Functional neuroimaging modalities have enhanced our understanding of juvenile myoclonic epilepsy (JME) underlying neural mechanisms. Due to its non-invasive, sensitive and analytical nature, functional magnetic resonance imaging (fMRI) provides valuable insights into relevant functional brain networks and their segregation and integration properties. We systematically reviewed the contribution of resting-state and task-based fMRI to the current understanding of the pathophysiology and the patterns of seizure propagation in JME Altogether, despite some discrepancies, functional findings suggest that corticothalamo-striato-cerebellar network along with default-mode network and salience network are the most affected networks in patients with JME. However, further studies are required to investigate the association between JME’s main deficiencies, e.g., motor and cognitive deficiencies and fMRI findings.
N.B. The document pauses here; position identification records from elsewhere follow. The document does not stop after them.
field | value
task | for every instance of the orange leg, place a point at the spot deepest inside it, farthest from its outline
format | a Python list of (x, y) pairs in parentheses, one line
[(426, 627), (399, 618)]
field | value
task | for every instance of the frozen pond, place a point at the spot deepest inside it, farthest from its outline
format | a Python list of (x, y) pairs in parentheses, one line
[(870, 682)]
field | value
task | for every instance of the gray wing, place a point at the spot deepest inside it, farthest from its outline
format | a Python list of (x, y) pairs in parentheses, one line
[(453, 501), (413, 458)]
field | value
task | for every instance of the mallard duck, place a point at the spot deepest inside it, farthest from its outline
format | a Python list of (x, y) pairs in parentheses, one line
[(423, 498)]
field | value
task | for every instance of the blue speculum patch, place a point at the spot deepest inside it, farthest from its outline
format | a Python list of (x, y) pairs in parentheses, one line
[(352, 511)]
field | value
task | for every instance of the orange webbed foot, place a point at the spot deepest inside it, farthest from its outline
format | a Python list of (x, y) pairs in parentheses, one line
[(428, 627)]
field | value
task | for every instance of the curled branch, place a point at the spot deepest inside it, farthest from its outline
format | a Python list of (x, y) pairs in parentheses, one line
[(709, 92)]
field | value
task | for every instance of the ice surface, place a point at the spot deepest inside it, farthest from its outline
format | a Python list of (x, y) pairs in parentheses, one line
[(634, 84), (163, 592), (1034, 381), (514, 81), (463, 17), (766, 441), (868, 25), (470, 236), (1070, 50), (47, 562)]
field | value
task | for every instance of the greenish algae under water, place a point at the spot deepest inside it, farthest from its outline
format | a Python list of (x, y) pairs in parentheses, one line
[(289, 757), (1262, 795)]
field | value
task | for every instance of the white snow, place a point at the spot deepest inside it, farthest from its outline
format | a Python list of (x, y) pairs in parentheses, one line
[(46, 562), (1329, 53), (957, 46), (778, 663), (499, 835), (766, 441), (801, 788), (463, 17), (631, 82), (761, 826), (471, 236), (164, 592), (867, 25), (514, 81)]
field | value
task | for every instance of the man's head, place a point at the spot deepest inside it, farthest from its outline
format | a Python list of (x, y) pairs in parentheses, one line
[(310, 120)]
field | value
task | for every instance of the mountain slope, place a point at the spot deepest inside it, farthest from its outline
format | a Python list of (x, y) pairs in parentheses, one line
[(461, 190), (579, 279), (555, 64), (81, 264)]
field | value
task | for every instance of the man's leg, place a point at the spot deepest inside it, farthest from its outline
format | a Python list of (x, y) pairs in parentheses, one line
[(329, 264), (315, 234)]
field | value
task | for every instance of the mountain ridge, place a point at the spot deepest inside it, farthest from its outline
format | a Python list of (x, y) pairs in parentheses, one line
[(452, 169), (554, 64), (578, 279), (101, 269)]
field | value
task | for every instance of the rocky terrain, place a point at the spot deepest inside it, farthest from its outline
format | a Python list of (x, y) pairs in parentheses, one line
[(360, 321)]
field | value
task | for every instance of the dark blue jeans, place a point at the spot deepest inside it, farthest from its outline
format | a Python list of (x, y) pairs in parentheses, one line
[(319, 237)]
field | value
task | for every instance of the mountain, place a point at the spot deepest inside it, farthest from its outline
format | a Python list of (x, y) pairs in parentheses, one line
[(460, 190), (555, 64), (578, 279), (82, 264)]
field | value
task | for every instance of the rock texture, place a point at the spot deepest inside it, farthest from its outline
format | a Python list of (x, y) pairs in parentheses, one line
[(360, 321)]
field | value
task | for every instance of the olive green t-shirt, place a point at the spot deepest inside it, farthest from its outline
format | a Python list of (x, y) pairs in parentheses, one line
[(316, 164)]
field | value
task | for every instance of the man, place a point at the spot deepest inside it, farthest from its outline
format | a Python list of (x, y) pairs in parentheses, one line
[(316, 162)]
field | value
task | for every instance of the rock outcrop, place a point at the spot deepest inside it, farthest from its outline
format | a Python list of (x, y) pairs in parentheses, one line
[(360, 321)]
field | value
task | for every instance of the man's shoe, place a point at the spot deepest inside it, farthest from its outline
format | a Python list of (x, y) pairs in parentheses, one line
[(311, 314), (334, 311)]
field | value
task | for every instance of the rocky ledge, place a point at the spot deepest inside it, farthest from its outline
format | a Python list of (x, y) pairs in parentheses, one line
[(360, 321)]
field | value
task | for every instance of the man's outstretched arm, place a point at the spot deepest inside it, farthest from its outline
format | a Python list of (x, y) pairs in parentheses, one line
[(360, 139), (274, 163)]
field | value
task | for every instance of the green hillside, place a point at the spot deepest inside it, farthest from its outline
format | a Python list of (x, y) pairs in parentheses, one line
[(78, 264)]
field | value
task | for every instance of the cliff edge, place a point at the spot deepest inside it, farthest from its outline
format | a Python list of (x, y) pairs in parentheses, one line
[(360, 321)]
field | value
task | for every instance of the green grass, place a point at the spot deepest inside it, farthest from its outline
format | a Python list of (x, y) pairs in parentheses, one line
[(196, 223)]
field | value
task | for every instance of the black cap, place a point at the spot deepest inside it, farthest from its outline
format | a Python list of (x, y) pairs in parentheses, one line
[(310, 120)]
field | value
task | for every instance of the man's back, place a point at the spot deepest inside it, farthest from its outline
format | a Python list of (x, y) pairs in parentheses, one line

Moreover, simultaneous electroencephalography-fMRI (EEG-fMRI) studies indicate that alterations of these networks play a role in seizure modulation but fall short of identifying a causal relationship between altered functional properties and seizure propagation. This review highlights the complex pathophysiology of JME, which necessitates the design of more personalized diagnostic and therapeutic strategies in this group. © 2021, The Author(s), under exclusive licence to Springer Science+Business Media, LLC, part of Springer Nature.